Recently, several companies have begun marketing certain devices designated as linear shockwave generators. In this technology shockwaves are focused using an aperture to geometrically-match the shape of corpora and crura. Instead of a point-focuser, these devices deliver energy simultaneously to a larger segment of targeted tissue. [11, 12]

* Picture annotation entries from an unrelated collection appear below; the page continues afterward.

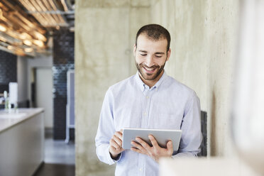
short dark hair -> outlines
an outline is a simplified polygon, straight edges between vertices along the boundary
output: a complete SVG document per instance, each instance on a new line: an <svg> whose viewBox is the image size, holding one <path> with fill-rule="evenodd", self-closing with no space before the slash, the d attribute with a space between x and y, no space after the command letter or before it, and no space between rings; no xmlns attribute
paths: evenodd
<svg viewBox="0 0 264 176"><path fill-rule="evenodd" d="M148 24L141 27L138 33L136 33L136 47L137 46L137 41L139 35L141 33L146 34L150 38L154 40L158 40L162 38L164 38L167 40L167 51L170 50L170 35L169 31L165 29L164 27L158 24Z"/></svg>

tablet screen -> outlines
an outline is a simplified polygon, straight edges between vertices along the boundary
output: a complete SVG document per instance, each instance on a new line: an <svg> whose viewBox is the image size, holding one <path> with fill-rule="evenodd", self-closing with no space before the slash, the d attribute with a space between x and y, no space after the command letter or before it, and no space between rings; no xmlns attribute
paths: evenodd
<svg viewBox="0 0 264 176"><path fill-rule="evenodd" d="M131 144L131 141L135 141L136 137L141 138L152 146L148 138L150 134L154 136L160 147L166 148L167 141L172 141L173 150L178 150L182 131L167 129L123 128L122 148L130 149L133 146Z"/></svg>

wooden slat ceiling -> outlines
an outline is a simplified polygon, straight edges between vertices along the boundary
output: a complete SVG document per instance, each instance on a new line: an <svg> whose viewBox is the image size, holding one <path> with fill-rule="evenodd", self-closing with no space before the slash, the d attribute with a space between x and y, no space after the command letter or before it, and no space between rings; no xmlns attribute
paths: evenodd
<svg viewBox="0 0 264 176"><path fill-rule="evenodd" d="M74 28L72 4L70 0L0 0L0 49L18 55L45 53L53 31Z"/></svg>

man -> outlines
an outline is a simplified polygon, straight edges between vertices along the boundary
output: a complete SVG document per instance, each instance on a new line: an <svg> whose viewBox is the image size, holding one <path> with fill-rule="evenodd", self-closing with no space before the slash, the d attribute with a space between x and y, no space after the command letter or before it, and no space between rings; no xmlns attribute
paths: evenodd
<svg viewBox="0 0 264 176"><path fill-rule="evenodd" d="M116 163L116 175L158 175L162 157L196 156L202 142L199 100L195 92L167 76L170 35L156 24L143 26L133 48L136 75L108 89L95 138L99 159ZM149 136L150 146L139 138L131 150L122 148L122 128L181 129L179 150L172 141L160 148Z"/></svg>

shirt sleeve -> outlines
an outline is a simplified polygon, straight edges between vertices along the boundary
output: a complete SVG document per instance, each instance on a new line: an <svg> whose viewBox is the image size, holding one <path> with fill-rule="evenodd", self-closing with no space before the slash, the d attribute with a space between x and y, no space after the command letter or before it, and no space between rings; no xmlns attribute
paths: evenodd
<svg viewBox="0 0 264 176"><path fill-rule="evenodd" d="M115 160L109 153L109 141L115 133L113 117L113 96L110 89L108 89L101 111L95 145L99 160L109 165L114 164L121 157L121 155L119 160Z"/></svg>
<svg viewBox="0 0 264 176"><path fill-rule="evenodd" d="M197 156L200 152L202 135L200 102L194 92L186 104L181 130L179 150L172 158Z"/></svg>

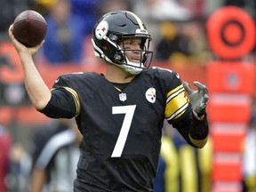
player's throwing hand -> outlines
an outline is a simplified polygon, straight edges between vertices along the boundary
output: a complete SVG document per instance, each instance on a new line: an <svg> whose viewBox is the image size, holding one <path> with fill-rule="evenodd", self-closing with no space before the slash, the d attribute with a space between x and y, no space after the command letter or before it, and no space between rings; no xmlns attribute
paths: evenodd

Ballistic radial pressure waves are a fourth type of acoustic wave. They are generated by a controlled explosion leading to an acceleration of a projectile into a probe with the subsequent impact creating a wave. [9] Currently, there are radial pressure wave generating devices that have been marketed for the treatment of ED. Although some describe radial pressure waves as true shockwaves, objectively they are more like “ordinary” sound waves in that they achieve a significantly lower peak pressure, a slower rise time and propagate outwards without a focal point. Additionally, radial pressure wave devices are designated as class 1 medical devices, a status given to personal massagers for example, which do not require regulatory approvals and can be used by anyone as no professional training is necessary to administer. In contrast, focused shockwave energy devices described previously are regarded as class 2 medical devices and require pre-market approvals by the FDA by means of clinical safety and effectiveness data.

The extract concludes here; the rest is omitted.